Os boatos sobre a Globo, o STF e de uma suposta perseguição do PT a cristãos também ganharam tração na reta final. O Monitor de WhatsApp da UFMG apontou que, entre os 10 textos mais compartilhados no aplicativo, 3 diziam que Lula ataca cristãos e que fecharia igreja e prenderia pastores, o associando ao ditador da Nicarágua, Daniel Ortega, ao demônio e a religiões de matriz africana.
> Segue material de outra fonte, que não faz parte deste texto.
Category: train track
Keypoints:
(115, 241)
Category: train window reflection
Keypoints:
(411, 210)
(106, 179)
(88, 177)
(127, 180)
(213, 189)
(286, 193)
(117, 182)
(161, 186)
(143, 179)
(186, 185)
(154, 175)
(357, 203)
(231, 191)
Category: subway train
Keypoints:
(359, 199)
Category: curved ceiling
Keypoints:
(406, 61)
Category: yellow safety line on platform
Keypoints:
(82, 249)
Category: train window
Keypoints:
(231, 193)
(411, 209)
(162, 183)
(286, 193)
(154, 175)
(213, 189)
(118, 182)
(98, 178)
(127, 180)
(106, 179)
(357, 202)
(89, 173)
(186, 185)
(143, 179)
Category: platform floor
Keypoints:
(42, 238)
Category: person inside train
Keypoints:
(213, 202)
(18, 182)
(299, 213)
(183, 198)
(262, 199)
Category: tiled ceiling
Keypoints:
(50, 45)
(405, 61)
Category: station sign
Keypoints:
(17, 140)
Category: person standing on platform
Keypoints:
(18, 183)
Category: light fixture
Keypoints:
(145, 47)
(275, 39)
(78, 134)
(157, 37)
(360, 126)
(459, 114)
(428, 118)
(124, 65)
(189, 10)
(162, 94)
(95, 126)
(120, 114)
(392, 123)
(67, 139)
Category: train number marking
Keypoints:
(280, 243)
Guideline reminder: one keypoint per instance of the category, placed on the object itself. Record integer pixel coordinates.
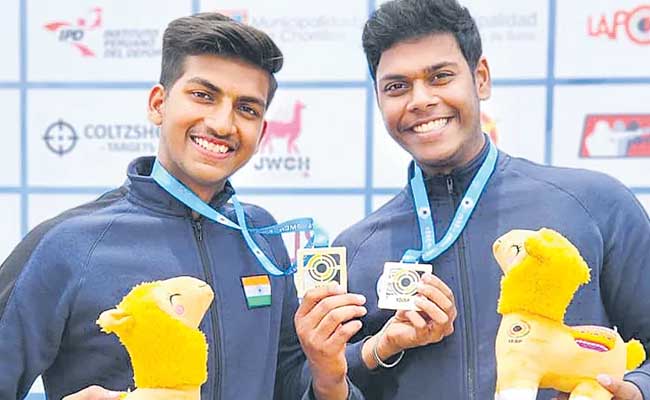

IMAGENS, VÍDEOS E MENSAGENS DE TEXTO DESINFORMATIVOS MAIS COMPARTILHADOS EM 2022

Lista é feita com base em conteúdos que aparecem entre os mais virais dos levantamentos de Palver e UFMG

·         Título de eleitor falso com código de validação e QR-code pró-Lula

Código no documento, que nada tem a ver com o voto, transferiria voto para candidato do PT

·         Imagens de manifestações a favor de Jair Bolsonaro com o texto: #GloboLixo não engana mais –analistas políticos internacionais afirmam que Bolsonaro passará de 100 milhões de votos

·         Foto que mostra suposta fazenda da família do ex-presidente Lula, que, na verdade, é a fazenda Nova Piratininga, que fica em São Miguel do Araguaia, norte de Goiás

A narrativa falsa é de 2019

·         Mensagem sobre bloqueio de bens do ex-presidente Lula: “A Receita Federal está sendo impedida de agir. Lula quer impedir a Receita Federal de avaliar o patrimônio que ele e Lulinha montaram com evidências de mutretas”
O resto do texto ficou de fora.